В другой раз я сам поднял подразделение в атаку, первым выскочил из окопа и побежал к опушке рощи. За мной выбежали другие, и началось успешное наступление.
Потом командующему наши офицеры рассказывали, смеясь, как Рубинштейн (с шинелью на руке и пистолетом в другой) длинной своей фигурой (они-то все остались в окопе) маячил перед ротой.
Не майорское это дело, и не полковника.
А командующий приказал представить меня к четвертому ордену. На этот раз — к самому почетному для военных, ордену Красного Знамени. Не только, конечно, за эту атаку, но за ранение и за то, что я сумел неправду подчиненных ему командиров преобразовать в истину так, что все были довольны.
Бывало иногда — идешь по Москве, и на Чистых Прудах или Гоголевском бульваре встречаешь своего приятеля, земляка, сотрудника нашего родного Ленинградского Политехнического, которого ты в своем-то городе год не видишь, а здесь нате… И тут так случилось, что среди помощников полковника Данилюка оказался соаспирант по тому же Ленинградскому Политехнику — Колька Епифанов, немножко поэт, немножко выпивоха, немножко мой приятель.
Пришел я, новый человек, строевой боевой майор, уже с тремя орденами и кучей медалей, и, главное, земляк, приятель по институту, а Колька, любимец полковника, три года просидевший здесь, в штабе, старожил, так сказать, встретил меня со слегка прикрытыми глазами и совсем закрытыми объятиями. Я, увидев его, кинулся к нему чуть не со слезами радости, а он, с юморком старшего (хотя тоже майор): «Привет ленинградцам», и руки за спиной. У него только один орден, у меня три. И это мне отложилось. Колька обычно оформлял наградные листы. И мой орден Красного Знамени сгорел серым огнем. Он думал так: «Вернемся в родной институт, у Левки будет четыре ордена, а у меня один, а воевали вместе, это несправедливо…» — и восстановил справедливость. Похерил, как я потом узнал, мой наградной лист.

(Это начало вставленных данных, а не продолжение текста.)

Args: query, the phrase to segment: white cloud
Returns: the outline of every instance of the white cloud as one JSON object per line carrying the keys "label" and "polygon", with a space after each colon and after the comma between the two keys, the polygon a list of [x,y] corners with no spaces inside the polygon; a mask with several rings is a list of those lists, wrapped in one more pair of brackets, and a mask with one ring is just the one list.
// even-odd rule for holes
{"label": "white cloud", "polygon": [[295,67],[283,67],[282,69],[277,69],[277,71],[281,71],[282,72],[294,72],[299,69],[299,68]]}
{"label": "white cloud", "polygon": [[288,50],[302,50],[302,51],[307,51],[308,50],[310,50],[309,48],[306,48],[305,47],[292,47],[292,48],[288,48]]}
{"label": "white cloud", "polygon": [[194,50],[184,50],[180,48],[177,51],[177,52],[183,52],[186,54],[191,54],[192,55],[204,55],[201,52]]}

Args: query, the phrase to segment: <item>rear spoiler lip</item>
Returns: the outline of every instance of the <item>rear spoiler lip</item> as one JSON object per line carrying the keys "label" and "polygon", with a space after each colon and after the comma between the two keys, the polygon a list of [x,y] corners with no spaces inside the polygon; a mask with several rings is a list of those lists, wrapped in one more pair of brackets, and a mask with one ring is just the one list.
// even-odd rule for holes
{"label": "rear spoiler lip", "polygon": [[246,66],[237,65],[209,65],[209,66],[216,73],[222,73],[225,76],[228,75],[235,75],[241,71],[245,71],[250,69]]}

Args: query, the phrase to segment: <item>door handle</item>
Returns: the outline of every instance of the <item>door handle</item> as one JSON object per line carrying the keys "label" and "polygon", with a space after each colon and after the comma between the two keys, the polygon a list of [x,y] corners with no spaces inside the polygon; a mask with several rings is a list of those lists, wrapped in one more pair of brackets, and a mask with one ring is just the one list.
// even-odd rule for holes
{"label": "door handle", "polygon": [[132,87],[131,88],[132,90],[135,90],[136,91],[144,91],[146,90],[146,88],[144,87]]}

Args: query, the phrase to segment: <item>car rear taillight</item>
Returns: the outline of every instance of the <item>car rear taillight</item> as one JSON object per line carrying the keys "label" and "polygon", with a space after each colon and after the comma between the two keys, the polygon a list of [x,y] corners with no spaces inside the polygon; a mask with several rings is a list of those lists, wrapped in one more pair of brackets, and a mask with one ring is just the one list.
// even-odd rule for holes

Прошло много-много лет. Колька не вернулся в институт, остался кадровым военным, замер на полковнике, женился в Москве на дочери очень знаменитого человека (Игоря Грабаря), после смерти тестя бросил жену, стал крепко пьющим и однажды, приехав в Ленинград, пришел к нам на пирушку (в честь него, полковника Епифанова…) В разгар веселья я спросил: «Колька. Почему ты зажал мой наградной лист?» Прошло сорок лет, а он помнил это событие, и краснел, и бледнел, и что-то объяснял. А мне смешно! Ну, было бы у меня не три, а четыре ордена, и что бы изменилось? Ничего!
Но я возвратился из госпиталя, а наша 54-я готовилась к наступлению на Ригу. До начала атаки знакомился с частями, в составе которых буду наступать на Ригу. Должен был знать командиров дивизий, полков и даже батальонов.
Знать следовало все: и расположение, и направление удара, и связь, и артиллерию, и танки, и… и… и… На любой вопрос командующего — без вранья. Если к вранью строевых претерпелись, то за вранье своих пощады не было. Командующий выгонял сразу с понижением в должности. Суровый был мужик…
А я надеялся получить полк и хотел просить генерала. Запах окончания войны бил в ноздри, и хотелось самостоятельно покомандовать и наступать. О нашем генерале говорили: плохих выгоняет, хороших не отпускает. Вот и решай, каким тебе быть, но я старался, и мы взяли Ригу.
Не буду останавливать внимания ни на артподготовках, ни на карточных стрелах охвата города Риги, ни на числах потерь. Все мы старались и Ригу взяли. Я не убит и не утверждаю, каким вошел в этот город. Первым, вторым, третьим … десятым, но вошел ножками. Не на броне, не на сиденье седана «доджа» или «виллиса», не в седле… вошел пешком в составе роты 160-го полка N-й дивизии (номера не запомнил).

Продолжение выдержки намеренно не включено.